Systemic sclerosis (SSc) is a rare and complex autoimmune disease associated with poor vital and functional outcomes. The functional hindrance in patients derives from various disease-specific manifestations, including Raynaud's phenomenon and digital ulcers (DUs). Bosentan is an endothelin receptor antagonist capable of preventing the appearance of new DUs in patients with scleroderma. The present study aimed to evaluate the effects of Bosentan on the severity of Raynaud's phenomenon, DU-related symptoms and functional impairment during the first year of treatment. A prospective study that included adult patients with SSc admitted to the Rheumatology Department between January 2016 and January 2017 that were candidates for Bosentan therapy, was performed. All patients were asked to evaluate the burden of symptoms secondary to Raynaud's and DUs using a visual analogue scale (VAS), whereas functional hindrance was assessed via Health Assessment Questionnaire Disability Index (HAQ-DI). The outcomes were assessed at baseline and every 3 months during 1 year of therapy. Among the 41 patients included initially, 2 participants discontinued the treatment after 1 month due to adverse events (elevation of liver enzymes). The study cohort exhibited a significant improvement in HAQ-DI, VAS-R and VAS-DU scores in response to Bosentan therapy over the 1-year follow-up period. Higher scores at baseline predicted a weaker treatment-related improvement, with the risk of a poor outcome being increased by 220% for VAS-R, 116% for VAS-DU, whereas no increase was observed for HAQ-DI. The post-treatment improvement in VAS-DU levels was associated with a better outcome for HAQ-DI (R=0.44; P=0.005). This association was not identified for VAS-R (R=0.24; P=0.137). Throughout the follow-up period, patients with dyspnea presented with significantly higher HAQ-DI scores compared with non-dyspneic patients. Bosentan therapy may indirectly influence functionality and quality of life in patients with scleroderma by reducing the burden of Raynaud's and DU-related symptoms. Nonetheless, patients with SSc with a decreased symptom burden at baseline exhibited improved outcomes.

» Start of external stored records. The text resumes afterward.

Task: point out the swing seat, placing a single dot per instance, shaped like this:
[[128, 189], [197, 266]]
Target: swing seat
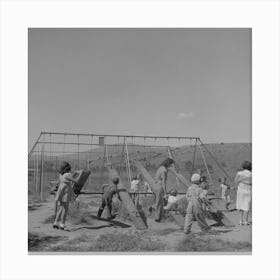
[[81, 177], [54, 187]]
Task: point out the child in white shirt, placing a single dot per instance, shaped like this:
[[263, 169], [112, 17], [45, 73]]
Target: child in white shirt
[[225, 191]]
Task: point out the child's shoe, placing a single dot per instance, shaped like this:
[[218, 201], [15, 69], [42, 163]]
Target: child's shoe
[[55, 226], [63, 227]]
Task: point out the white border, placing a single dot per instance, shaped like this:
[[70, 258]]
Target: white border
[[16, 17]]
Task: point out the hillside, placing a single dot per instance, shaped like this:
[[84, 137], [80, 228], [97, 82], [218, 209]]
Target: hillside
[[228, 155]]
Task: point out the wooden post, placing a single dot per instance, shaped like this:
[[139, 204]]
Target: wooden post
[[37, 172], [42, 174], [173, 165], [194, 154], [127, 163], [205, 163]]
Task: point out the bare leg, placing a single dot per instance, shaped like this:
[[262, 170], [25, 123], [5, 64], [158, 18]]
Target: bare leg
[[58, 215], [65, 206], [241, 216], [159, 205], [246, 216], [188, 223]]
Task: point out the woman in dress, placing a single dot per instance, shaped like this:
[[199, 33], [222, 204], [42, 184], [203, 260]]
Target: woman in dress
[[160, 180], [243, 182]]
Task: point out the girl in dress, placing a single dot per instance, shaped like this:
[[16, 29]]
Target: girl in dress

系统性硬化症(SSc)是一种罕见且复杂的自身免疫性疾病,与较差的生命和功能预后相关。患者的功能障碍源于各种疾病特异性表现,包括雷诺现象和指端溃疡(DUs)。波生坦是一种内皮素受体拮抗剂,能够预防硬皮病患者新的指端溃疡出现。本研究旨在评估波生坦在治疗第一年对雷诺现象严重程度、与指端溃疡相关的症状及功能损害的影响。进行了一项前瞻性研究,纳入了2016年1月至2017年1月间被收治于风湿科且适合接受波生坦治疗的成年系统性硬化症患者。所有患者均被要求使用视觉模拟量表(VAS)评估雷诺现象和指端溃疡继发症状的负担,而功能障碍则通过健康评估问卷残疾指数(HAQ-DI)进行评估。在治疗的1年期间,于基线及每3个月对结局进行评估。最初纳入的41例患者中,2例参与者因不良事件(肝酶升高)在1个月后停止治疗。在1年的随访期内,研究队列在接受波生坦治疗后,HAQ-DI、VAS-R和VAS-DU评分均有显著改善。基线时较高的评分预示治疗相关改善较弱,VAS-R评分较差结局的风险增加220%,VAS-DU评分增加116%,而HAQ-DI评分未见增加。治疗后VAS-DU水平的改善与HAQ-DI更好的结局相关(R=0.44;P=0.005)。VAS-R未发现这种相关性(R=0.24;P=0.137)。在整个随访期内,与无呼吸困难的患者相比,有呼吸困难的患者HAQ-DI评分显著更高。波生坦治疗可能通过减轻雷诺现象和与指端溃疡相关症状的负担,间接影响硬皮病患者的功能和生活质量。尽管如此,基线时症状负担减轻的系统性硬化症患者结局有所改善。